Los equilibristas
A la memoria de mi primo Julio.
Los paseos entre mi casa y la tienda de Francisquito Tovar o la de Pepito Ojeda eran frecuentes. Estos eran motivados por alguna necesidad detectada a última hora, antes de preparar el almuerzo.
En esta ocasión iba acompañado de mi primo Julio. Decidimos ir haciendo equilibrios por el borde de la acequia. Este riego llevaba tiempo rebosándose en un determinado punto donde la laja de piedra viva —piedra basáltica que se colocaban entre los cantos antes de unirlos con mortero— había quedado al descubierto por la erosión del agua desbordada.
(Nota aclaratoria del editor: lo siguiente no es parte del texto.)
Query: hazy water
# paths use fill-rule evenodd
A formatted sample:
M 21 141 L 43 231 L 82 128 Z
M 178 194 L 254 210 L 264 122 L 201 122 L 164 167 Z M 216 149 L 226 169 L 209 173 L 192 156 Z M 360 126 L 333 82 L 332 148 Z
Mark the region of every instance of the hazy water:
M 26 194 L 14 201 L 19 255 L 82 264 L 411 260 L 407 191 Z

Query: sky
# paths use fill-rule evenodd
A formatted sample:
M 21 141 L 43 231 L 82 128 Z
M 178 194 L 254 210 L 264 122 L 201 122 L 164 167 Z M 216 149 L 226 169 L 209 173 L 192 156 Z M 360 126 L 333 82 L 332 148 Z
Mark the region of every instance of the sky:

Al llegar a ese punto resbalé y caí. Me hice un tajo por la cara interna de la muñeca con la laja afilada. Julio, un niño de ocho años, únicamente se preocupaba de los veinte duros que nos habían dado para comprar, y corría riego abajo buscándolos. Y yo, aún más pequeño, solo pensaba en el flamante reloj de pulsera regalo de mi tío, el relojero de San Isidro.
Una vez comprobado que ni el dinero ni el reloj habían sufrido daños, decidimos que mi primo iría a comprar mientras que yo volvía a casa para que mis hermanas me curasen.
Como apenas me dolía, no fui consciente de la gravedad de la herida hasta que no me encontré solo, y vi su profundidad y la cantidad de sangre que brotaba de la misma. Inmediatamente empecé a emitir un sonoro llanto a modo de sirena para alertar a las vecinas.
Ya en casa me cortaron la hemorragia y me hicieron una cura de urgencias.
Al mediodía, al llegar mi madre del trabajo apenas comió y me llevó a la consulta del practicante. Según nos explicó, el tiempo transcurrido desde que se produjo el corte hasta que acudimos a consulta era mucho, y si realizaba la sutura aumentaba el riesgo de infección. Me aplicó unas grapas, un vendaje, y a correr.
Al cicatrizar me quedó un grueso “cordón de soldadura” a modo de herida de guerra. Años más tarde la utilicé para tratar de impresionar a una chica, pero esa es otra historia.